[gmx-users] multiple GPU on multiple nodes

Szilárd Páll pall.szilard at gmail.com
Tue Feb 4 12:20:07 CET 2014


On Tue, Feb 4, 2014 at 2:31 AM, Mark Abraham <mark.j.abraham at gmail.com> wrote:
> On Tue, Feb 4, 2014 at 1:51 AM, cyberjhon <cyberjhon at hotmail.com> wrote:
>
>> Dear Szilárd
>>
>> Thanks for your answer.
>>
>> To submit the job I do;
>>
>> qsub -l nodes=2:ppn=16,walltime=12:00:00
>>
>> Then, to run gromacs I can do:
>> aprun -n 1 mdrun_mpi -deffnm protein
>>
>> And, I get the message that you mention, which is good
>> "1 GPU detected on host nid00900:" does not mean that only one GPU was
>> detected."
>>
>> But If I do:
>> aprun -n 2 mdrun_mpi -deffnm protein
>>
>
> Here you are apparently starting two MPI ranks per node, not two total
> ranks!
>
>
>> I get the error mentioned before
>> -------------------------------------------------------
>> Program mdrun_mpi, VERSION 4.6.2
>> Source code file:
>> /N/soft/cle4/gromacs/gromacs-4.6.2/src/gmxlib/gmx_detect_hardware.c, line:
>> 356
>>
>> Fatal error:
>> Incorrect launch configuration: mismatching number of PP MPI processes and
>> GPUs per node.
>> mdrun_mpi was started with 2 PP MPI processes per node,
>>
>
> mdrun can see two ranks on this node, which is apparently not what you are
> trying to do (1 rank on each node, each using 1 GPU)
>
>
>> but only 1 GPU were
>> detected.
>> For more information and tips for troubleshooting, please check the GROMACS
>> website at http://www.gromacs.org/Documentation/Errors
>> -------------------------------------------------------
>>
>> Even if I use -gpu_id 0 or -gpu_id 00, they do not work
>>
>
> They don't matter, because 4.6.2 can't share a single GPU on a node between
> two MPI ranks on that node. More recent 4.6.x can do so, but this is not
> your problem.

That is not the case! mdrun has always supported sharing GPUs among
ranks using MPI, only with thread-MPI was this impossible until
recently! A not was issued in earlier 4.6.x versions as initially we
thought this is rarely needed - which turned out to be false!

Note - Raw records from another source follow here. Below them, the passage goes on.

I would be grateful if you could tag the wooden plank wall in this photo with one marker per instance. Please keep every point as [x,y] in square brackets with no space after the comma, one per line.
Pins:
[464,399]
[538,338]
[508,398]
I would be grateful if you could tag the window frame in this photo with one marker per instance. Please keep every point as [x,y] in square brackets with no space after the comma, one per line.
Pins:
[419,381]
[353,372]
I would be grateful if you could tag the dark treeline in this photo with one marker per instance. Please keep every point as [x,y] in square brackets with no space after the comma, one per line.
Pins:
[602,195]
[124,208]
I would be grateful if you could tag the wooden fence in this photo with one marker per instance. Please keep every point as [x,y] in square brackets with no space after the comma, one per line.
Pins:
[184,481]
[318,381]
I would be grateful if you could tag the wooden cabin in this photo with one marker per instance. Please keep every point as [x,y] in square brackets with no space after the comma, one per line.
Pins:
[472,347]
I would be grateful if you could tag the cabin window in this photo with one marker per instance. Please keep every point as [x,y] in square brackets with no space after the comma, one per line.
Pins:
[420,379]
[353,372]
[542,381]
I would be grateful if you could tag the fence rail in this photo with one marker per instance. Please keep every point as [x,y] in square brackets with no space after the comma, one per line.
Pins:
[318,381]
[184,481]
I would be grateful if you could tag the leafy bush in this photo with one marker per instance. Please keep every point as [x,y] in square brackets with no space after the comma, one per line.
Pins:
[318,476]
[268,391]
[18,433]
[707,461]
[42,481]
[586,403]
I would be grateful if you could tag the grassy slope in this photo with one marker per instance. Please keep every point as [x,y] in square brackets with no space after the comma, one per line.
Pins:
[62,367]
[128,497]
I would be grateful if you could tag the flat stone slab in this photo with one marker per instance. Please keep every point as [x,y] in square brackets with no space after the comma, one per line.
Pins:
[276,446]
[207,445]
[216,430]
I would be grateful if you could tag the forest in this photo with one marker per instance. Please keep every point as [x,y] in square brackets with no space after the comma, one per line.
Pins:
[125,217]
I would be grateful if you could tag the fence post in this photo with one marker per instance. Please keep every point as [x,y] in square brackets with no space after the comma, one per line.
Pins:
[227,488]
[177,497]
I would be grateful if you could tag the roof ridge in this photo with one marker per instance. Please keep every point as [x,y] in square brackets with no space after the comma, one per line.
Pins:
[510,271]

Here are the relevant lines of the code in the first 4.6 release:
http://redmine.gromacs.org/projects/gromacs/repository/revisions/v4.6/entry/src/gmxlib/gmx_detect_hardware.c#L398

Cheers,
Sz.

>
> Mark
>
>
>>
>> I also tried what you told me before about CRAY_CUDA_MPS  and
>> CRAY_CUDA_PROXY
>> export CRAY_CUDA_MPS= 1
>> export CRAY_CUDA_PROXY=1
>>
>> I executed these commands before the aprun, and they did not work
>>
>> So, can you tell me what is the command that you use on BW to use the GPU
>> located in each node?
>>
>> Thanks
>>
>> John Michael
>>
>>
>>
>>
>>
>>
>>
>> --
>> View this message in context:
>> http://gromacs.5086.x6.nabble.com/multiple-GPU-on-multiple-nodes-tp5014085p5014254.html
>> Sent from the GROMACS Users Forum mailing list archive at Nabble.com.
>> --
>> Gromacs Users mailing list
>>
>> * Please search the archive at
>> http://www.gromacs.org/Support/Mailing_Lists/GMX-Users_List before
>> posting!
>>
>> * Can't post? Read http://www.gromacs.org/Support/Mailing_Lists
>>
>> * For (un)subscribe requests visit
>> https://maillist.sys.kth.se/mailman/listinfo/gromacs.org_gmx-users or
>> send a mail to gmx-users-request at gromacs.org.
>>
> --
> Gromacs Users mailing list
>
> * Please search the archive at http://www.gromacs.org/Support/Mailing_Lists/GMX-Users_List before posting!
>
> * Can't post? Read http://www.gromacs.org/Support/Mailing_Lists
>
> * For (un)subscribe requests visit
> https://maillist.sys.kth.se/mailman/listinfo/gromacs.org_gmx-users or send a mail to gmx-users-request at gromacs.org.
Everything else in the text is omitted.